The city needs to borrow at least $100 million this year, Revenue and Finance Director Mike Stinson said. But that could nearly double, he said, if a decision on the city’s appeal in a casino case comes through.
Last year, a tax court found Borgata Hotel Casino & Spa was owed more than $48 million in overpaid taxes for 2009 and 2010, not including interest and other costs. The city appealed, calling Judge Patrick DeAlmeida’s decision “fundamentally incorrect.”
Currently, the city is paying off about $244.8 million in principal on bonds through 2033. With interest, the total is nearly $321 million. Any bonds taken out this year would likely be for 20 years, meaning payment would be complete in 2034.
“Out of $245 million (in principal), more than $200 million is tax appeals,” Stinson said of the city’s debt.
That includes repaying the schools’ portion of taxes, he explained.
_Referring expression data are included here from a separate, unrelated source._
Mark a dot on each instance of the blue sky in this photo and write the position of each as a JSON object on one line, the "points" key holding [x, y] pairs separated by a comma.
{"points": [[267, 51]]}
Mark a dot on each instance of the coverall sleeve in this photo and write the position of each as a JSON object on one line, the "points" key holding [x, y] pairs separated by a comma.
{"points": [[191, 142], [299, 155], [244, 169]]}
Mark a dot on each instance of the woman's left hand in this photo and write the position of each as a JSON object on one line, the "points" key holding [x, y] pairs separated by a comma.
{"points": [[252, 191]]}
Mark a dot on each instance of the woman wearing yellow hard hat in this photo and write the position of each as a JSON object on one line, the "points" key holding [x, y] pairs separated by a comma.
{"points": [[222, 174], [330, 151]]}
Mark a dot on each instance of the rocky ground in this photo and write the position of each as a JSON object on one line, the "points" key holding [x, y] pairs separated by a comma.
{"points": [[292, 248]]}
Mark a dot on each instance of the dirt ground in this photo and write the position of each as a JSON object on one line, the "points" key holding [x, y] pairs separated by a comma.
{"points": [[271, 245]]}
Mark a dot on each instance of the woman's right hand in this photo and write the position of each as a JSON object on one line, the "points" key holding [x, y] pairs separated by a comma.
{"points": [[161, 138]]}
Since they technically run without a surplus, the money overpaid to them is the city’s responsibility.
While it’s still the same amount for residents — just split differently in their tax bills — Stinson said the schools should feel some of the financial pinch as well.
Both Mayor Don Guardian and his predecessor, Lorenzo Langford, have talked about the need for a new method to decide how casino properties are assessed. But that would take either legislation or a constitutional amendment.
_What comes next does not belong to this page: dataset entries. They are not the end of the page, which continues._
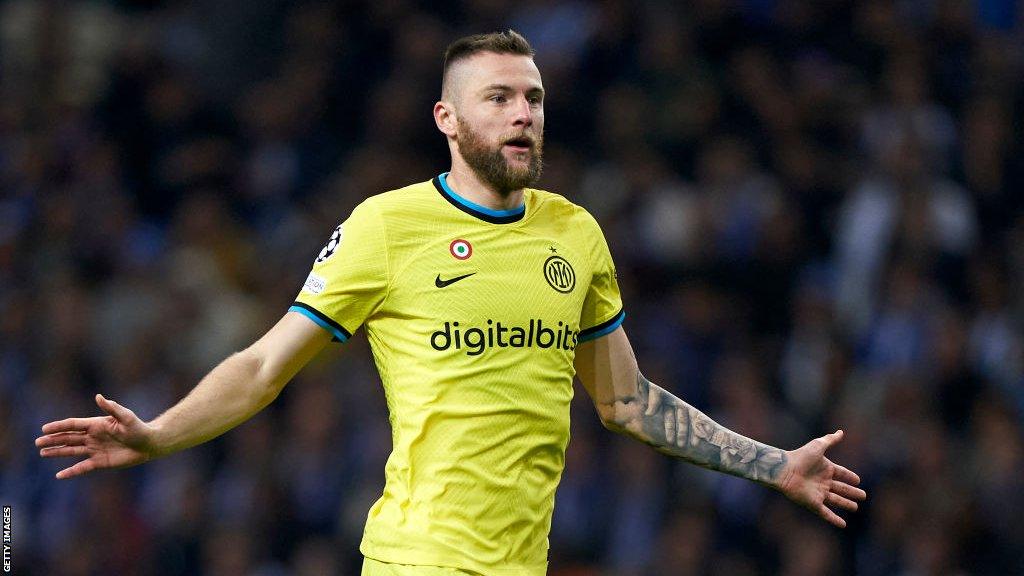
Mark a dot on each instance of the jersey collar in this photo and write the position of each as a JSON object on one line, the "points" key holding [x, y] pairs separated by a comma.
{"points": [[473, 209]]}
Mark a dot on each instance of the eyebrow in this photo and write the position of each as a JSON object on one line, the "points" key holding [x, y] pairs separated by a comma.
{"points": [[507, 88]]}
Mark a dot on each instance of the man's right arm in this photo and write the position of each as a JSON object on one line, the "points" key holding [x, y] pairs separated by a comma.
{"points": [[235, 391]]}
“If we didn’t have this situation, the city would have no debt,” Stinson said.
That is the city’s fault for not doing a property revaluation, Atlantic County Executive Dennis Levinson charges.
The last revaluation was done in 2008. Since then, the city has come under state financial oversight and was told a new revaluation was a condition to end that. Instead, the administration insisted it couldn’t afford one. The state said not doing one would cost more. The state, Levinson said, was right, as successful casino tax appeals have cost the city — and the county.
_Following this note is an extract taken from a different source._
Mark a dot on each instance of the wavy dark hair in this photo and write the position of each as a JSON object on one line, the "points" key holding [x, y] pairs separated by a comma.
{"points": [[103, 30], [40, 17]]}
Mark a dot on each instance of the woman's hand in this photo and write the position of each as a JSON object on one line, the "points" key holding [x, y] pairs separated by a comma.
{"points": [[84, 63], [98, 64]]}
“Atlantic City — because of their reluctance to do a reval — has had a devastating effect on the rest of the county,” he said.
In addition to the city having to repay the casinos for both city and school taxes, the county has to repay its portion as well.
“If we ruled by decree and could have forced Atlantic City to do the reval, we would have,” Levinson said. “The county has done its job. This year, we’re $3.5 million below the cap. Last year, we were $3.6 million below the cap. Our general-purpose tax is down 2 cents.”
Levinson likened it to the state pension problems, in which employees paid their share but the state did not.
“They did the right thing; unfortunately, the state did not pay their share,” he said. “So that’s why we’re where we are now.”
Levinson said he believes the new administration understands the problems. A citywide revaluation will begin at the end of this year, with 2016 expected to be the year that every property owner is assessed accurately.
“There are good people on City Council that just need the proper guidance and leadership, which they didn’t receive in the past,” he said. “We do feel better moving forward, but they have to make up for their past indiscretions.”
In the meantime, the city is working on settlements with several casinos to take them until that goal year to avoid more litigation. Council has been brought some tentative deals. Stinson declined to give numbers, because nothing is official.
The city hopes 2016 will bring an end to casino tax appeals, but “history says casinos appeal their taxes every year,” Stinson said.
Last year, Moody’s Investor Services downgraded Atlantic City to Baa2, just one above its lowest rating. It means the city is considered a moderate credit risk. But a second report by Standard & Poor’s Rating Services gave the city an A- in the long term, with a stable outlook. The rating means the city has a strong capacity to meet financial commitments but is somewhat susceptible to adverse economic conditions and changing circumstances.